Summary of containers patches
Johan Tibell
johan.tibell at gmail.com
Fri Sep 24 09:24:07 EDT 2010
On Fri, Sep 24, 2010 at 1:35 PM, Simon Peyton-Jones
<simonpj at microsoft.com> wrote:
> | > Can you give some examples to back up this claim? I am skeptical
> |
> | I can look into it again after ICFP.
> |
> | I did spend some time trying to tease apart the performance
> | improvements we got from inlining foldl'. From what I remember, the
> | biggest gain from inlining is that the higher-order argument is known,
>
> Ah yes! But that is *quite different* from specialising only on the *type*!
I know. I was just trying to be transparent by saying that *most* of
the speedup from inlining foldl' is not from unboxing. If I remember
correctly there was still *some* speedup from unboxing. That's all.
> | foldl' :: (a -> b -> a) -> a -> [b] -> a
> | foldl' = ...
> | {-# SPECIALIZABLE foldl' #-}
> |
> | and then have foldl' be specialized in the client module at whatever
> | type it's called at, but only once for each type (instead of once per
> | call site).
>
> For overloaded functions, that is precisely what I'm proposing.
>
> For foldl' I think you will get no benefit from specialising on the type; only from specialising on the actual function passed.
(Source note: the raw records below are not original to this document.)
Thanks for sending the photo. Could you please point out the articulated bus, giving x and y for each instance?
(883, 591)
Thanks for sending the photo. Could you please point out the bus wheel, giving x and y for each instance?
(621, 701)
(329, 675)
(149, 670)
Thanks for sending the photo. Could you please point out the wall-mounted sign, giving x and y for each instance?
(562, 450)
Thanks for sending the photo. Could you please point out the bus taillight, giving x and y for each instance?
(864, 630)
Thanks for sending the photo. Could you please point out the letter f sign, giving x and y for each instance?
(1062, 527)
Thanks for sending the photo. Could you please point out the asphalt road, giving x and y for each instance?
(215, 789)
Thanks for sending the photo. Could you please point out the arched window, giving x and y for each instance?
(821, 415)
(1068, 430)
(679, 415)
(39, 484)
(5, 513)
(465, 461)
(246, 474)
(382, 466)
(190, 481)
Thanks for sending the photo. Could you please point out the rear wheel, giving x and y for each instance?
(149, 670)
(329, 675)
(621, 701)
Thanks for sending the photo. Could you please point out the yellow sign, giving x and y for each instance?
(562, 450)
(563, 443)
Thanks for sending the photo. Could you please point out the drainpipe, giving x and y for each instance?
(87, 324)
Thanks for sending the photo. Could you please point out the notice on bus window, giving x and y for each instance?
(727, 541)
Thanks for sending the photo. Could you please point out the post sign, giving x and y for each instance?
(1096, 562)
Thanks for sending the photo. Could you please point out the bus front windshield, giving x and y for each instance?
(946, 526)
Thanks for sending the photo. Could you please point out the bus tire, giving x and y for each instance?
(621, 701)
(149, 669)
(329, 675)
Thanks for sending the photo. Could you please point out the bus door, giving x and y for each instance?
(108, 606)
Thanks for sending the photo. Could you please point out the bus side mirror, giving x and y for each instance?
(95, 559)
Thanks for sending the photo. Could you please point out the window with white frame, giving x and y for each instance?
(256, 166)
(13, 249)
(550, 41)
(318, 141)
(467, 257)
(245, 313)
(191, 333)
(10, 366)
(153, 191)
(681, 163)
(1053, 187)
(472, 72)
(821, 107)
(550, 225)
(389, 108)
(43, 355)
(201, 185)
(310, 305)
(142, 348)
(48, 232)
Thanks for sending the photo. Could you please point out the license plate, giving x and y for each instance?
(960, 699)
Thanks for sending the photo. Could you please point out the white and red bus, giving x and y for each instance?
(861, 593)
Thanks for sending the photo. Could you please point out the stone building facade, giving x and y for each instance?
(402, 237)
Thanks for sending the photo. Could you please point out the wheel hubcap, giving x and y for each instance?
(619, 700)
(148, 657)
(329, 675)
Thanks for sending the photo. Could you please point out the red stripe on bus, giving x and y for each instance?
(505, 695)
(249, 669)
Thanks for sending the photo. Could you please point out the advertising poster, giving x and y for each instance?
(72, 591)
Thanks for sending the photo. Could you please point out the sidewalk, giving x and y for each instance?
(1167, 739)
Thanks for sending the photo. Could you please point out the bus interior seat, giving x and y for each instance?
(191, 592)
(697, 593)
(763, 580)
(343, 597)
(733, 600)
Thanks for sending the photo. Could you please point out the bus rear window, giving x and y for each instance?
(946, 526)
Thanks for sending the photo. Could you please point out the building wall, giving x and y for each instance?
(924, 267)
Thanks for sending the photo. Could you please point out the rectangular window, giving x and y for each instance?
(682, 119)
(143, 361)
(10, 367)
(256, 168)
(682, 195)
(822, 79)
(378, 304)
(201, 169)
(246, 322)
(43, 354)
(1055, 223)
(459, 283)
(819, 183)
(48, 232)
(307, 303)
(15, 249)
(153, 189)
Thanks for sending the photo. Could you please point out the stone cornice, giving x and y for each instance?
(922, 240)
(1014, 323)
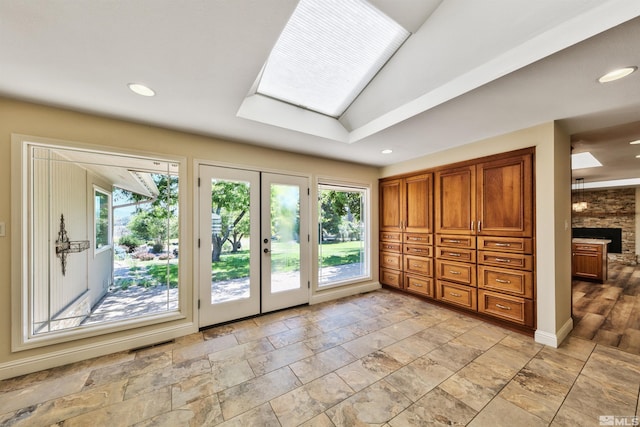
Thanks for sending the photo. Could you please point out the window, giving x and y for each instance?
(133, 277)
(102, 219)
(343, 247)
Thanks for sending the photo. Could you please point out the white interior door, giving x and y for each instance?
(229, 264)
(285, 241)
(254, 243)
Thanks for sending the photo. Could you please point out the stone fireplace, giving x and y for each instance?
(609, 210)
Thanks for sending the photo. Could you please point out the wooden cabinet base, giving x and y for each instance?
(513, 309)
(391, 278)
(419, 285)
(461, 295)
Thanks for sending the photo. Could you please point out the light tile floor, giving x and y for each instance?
(381, 358)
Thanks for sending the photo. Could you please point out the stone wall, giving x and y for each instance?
(612, 208)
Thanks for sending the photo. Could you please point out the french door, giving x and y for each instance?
(254, 243)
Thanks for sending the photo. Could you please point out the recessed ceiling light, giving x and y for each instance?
(617, 74)
(141, 89)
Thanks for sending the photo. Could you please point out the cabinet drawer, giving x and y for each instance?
(507, 260)
(456, 254)
(391, 277)
(390, 247)
(456, 271)
(391, 260)
(389, 236)
(456, 294)
(420, 265)
(585, 247)
(418, 250)
(418, 238)
(513, 309)
(453, 241)
(418, 284)
(514, 282)
(505, 244)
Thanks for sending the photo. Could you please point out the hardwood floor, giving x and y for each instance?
(609, 313)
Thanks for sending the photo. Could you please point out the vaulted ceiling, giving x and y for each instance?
(470, 70)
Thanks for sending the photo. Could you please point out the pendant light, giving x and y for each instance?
(580, 205)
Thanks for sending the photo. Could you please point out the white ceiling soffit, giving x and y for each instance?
(127, 172)
(447, 55)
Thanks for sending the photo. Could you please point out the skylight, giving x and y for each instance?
(328, 52)
(584, 160)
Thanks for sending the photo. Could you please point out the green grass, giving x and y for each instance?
(234, 266)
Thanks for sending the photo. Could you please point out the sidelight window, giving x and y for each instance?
(343, 242)
(100, 242)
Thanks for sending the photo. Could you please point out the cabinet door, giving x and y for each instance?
(418, 201)
(456, 200)
(587, 264)
(391, 205)
(505, 197)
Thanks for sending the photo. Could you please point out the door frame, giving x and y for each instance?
(197, 162)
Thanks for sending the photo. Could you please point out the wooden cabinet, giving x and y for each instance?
(456, 200)
(589, 259)
(406, 227)
(505, 197)
(480, 252)
(391, 205)
(406, 204)
(491, 198)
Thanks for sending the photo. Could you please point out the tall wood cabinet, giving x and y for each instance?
(483, 236)
(406, 233)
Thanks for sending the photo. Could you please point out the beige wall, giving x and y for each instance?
(553, 215)
(552, 207)
(41, 121)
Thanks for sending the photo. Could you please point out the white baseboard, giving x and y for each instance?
(75, 354)
(335, 293)
(554, 340)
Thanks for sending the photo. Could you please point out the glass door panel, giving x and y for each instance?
(229, 263)
(285, 241)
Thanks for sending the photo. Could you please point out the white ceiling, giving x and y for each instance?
(471, 70)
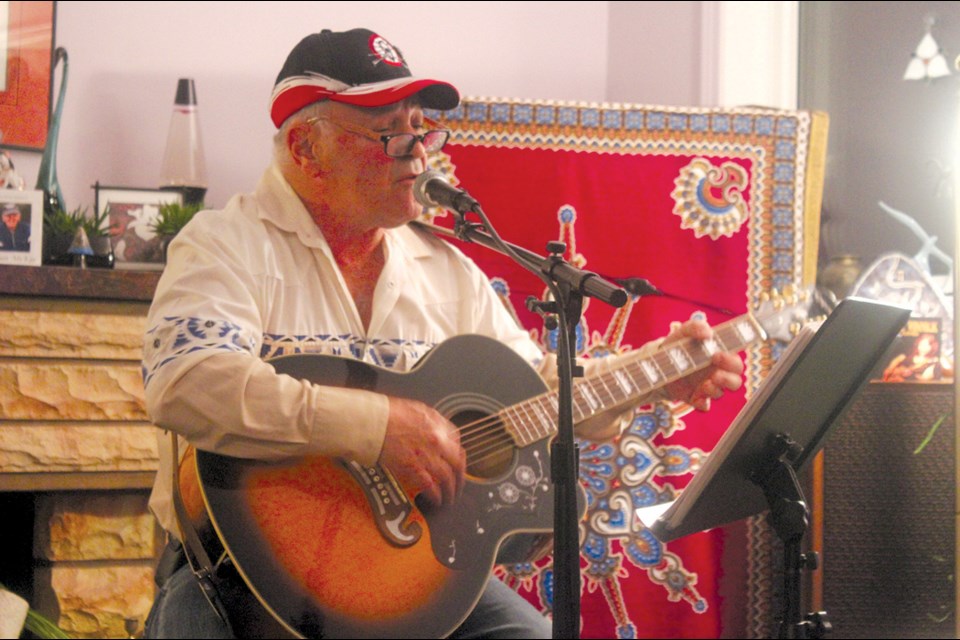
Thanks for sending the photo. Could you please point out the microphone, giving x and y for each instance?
(431, 189)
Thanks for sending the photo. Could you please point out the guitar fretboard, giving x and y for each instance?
(631, 380)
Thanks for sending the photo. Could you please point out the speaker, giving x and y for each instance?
(889, 514)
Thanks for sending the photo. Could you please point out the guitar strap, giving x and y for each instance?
(201, 566)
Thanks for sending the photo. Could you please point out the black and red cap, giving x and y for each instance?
(357, 67)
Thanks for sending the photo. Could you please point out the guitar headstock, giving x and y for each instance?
(781, 314)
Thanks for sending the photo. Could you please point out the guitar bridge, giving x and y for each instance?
(389, 503)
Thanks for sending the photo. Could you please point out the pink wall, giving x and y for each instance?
(125, 59)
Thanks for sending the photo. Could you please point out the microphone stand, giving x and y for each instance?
(568, 286)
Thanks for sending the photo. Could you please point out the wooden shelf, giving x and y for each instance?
(72, 282)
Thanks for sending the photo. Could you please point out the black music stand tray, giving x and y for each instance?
(783, 426)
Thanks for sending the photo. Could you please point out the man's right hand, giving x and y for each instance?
(422, 450)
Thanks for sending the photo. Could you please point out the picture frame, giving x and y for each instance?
(22, 243)
(26, 73)
(130, 213)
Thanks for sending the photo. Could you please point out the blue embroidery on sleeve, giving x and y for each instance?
(176, 336)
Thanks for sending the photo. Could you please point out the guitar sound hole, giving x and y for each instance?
(490, 449)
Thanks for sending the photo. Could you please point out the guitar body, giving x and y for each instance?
(334, 549)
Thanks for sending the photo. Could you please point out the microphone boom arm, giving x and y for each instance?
(585, 282)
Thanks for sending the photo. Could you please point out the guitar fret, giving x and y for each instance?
(610, 393)
(680, 358)
(590, 395)
(650, 370)
(663, 362)
(622, 378)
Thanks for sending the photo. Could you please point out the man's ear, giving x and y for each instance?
(300, 145)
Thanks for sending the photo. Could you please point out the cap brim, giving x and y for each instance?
(434, 94)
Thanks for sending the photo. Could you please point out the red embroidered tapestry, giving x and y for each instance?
(717, 209)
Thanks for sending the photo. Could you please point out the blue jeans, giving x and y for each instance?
(181, 611)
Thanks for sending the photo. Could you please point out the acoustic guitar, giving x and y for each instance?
(331, 548)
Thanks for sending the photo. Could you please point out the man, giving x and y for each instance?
(14, 233)
(320, 259)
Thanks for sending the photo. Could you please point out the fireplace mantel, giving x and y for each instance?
(74, 433)
(71, 282)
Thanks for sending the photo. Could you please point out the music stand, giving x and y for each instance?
(783, 426)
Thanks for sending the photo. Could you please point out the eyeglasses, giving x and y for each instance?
(395, 145)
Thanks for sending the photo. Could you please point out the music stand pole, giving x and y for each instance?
(790, 517)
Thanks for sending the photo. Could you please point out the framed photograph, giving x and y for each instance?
(21, 227)
(130, 214)
(26, 79)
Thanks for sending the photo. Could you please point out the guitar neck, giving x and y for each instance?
(631, 380)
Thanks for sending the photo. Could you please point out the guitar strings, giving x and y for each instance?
(490, 436)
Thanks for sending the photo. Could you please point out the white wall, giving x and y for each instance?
(125, 58)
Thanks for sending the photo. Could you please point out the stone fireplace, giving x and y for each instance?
(77, 453)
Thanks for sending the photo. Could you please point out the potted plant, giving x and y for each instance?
(99, 234)
(59, 228)
(171, 218)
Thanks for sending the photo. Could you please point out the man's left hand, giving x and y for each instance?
(724, 373)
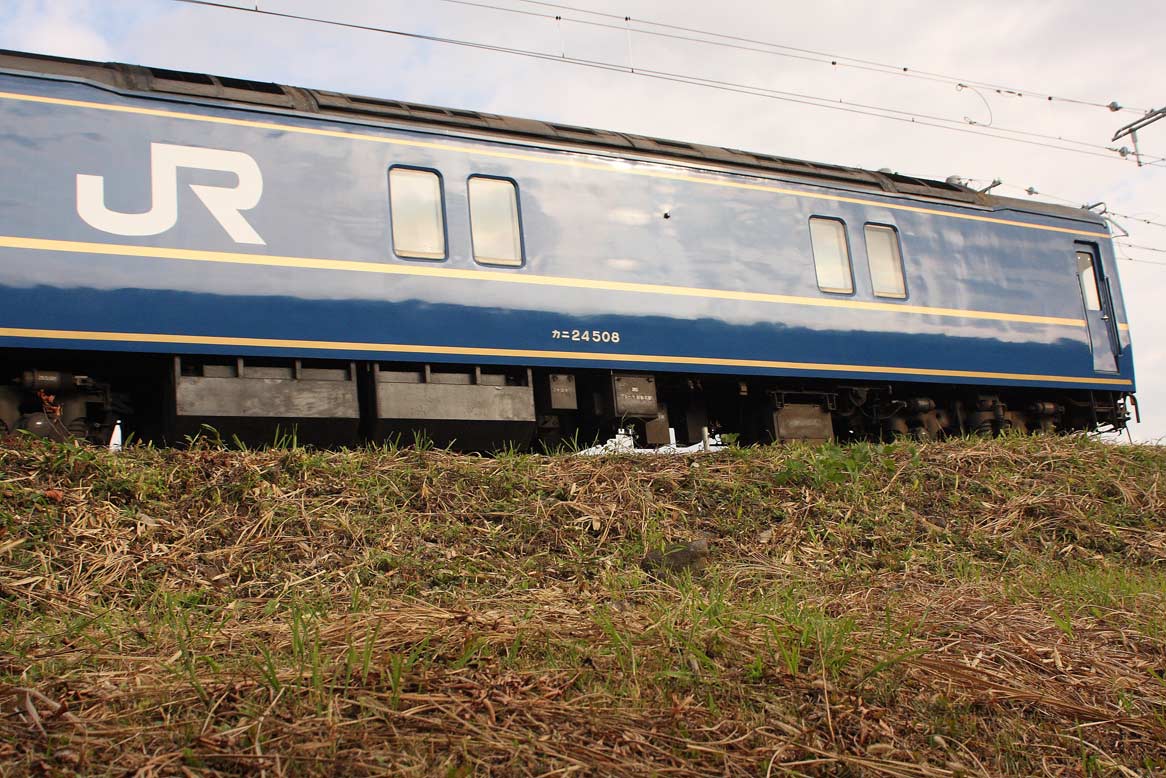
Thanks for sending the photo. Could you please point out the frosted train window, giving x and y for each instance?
(831, 256)
(885, 261)
(494, 224)
(418, 214)
(1088, 281)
So in that case inlining probably really is the answer.
I used foldl' as an example.
My question is: are there any kind of functions, other than overloaded
functions, that would benefit from specialization. If the answer is
yes, can we apply the same heuristic you use for overloaded functions
to specialize these kind of functions. If we cannot automatically
detect all the cases where specializing would be beneficial, should we
allow the user to tell us when it might be beneficial?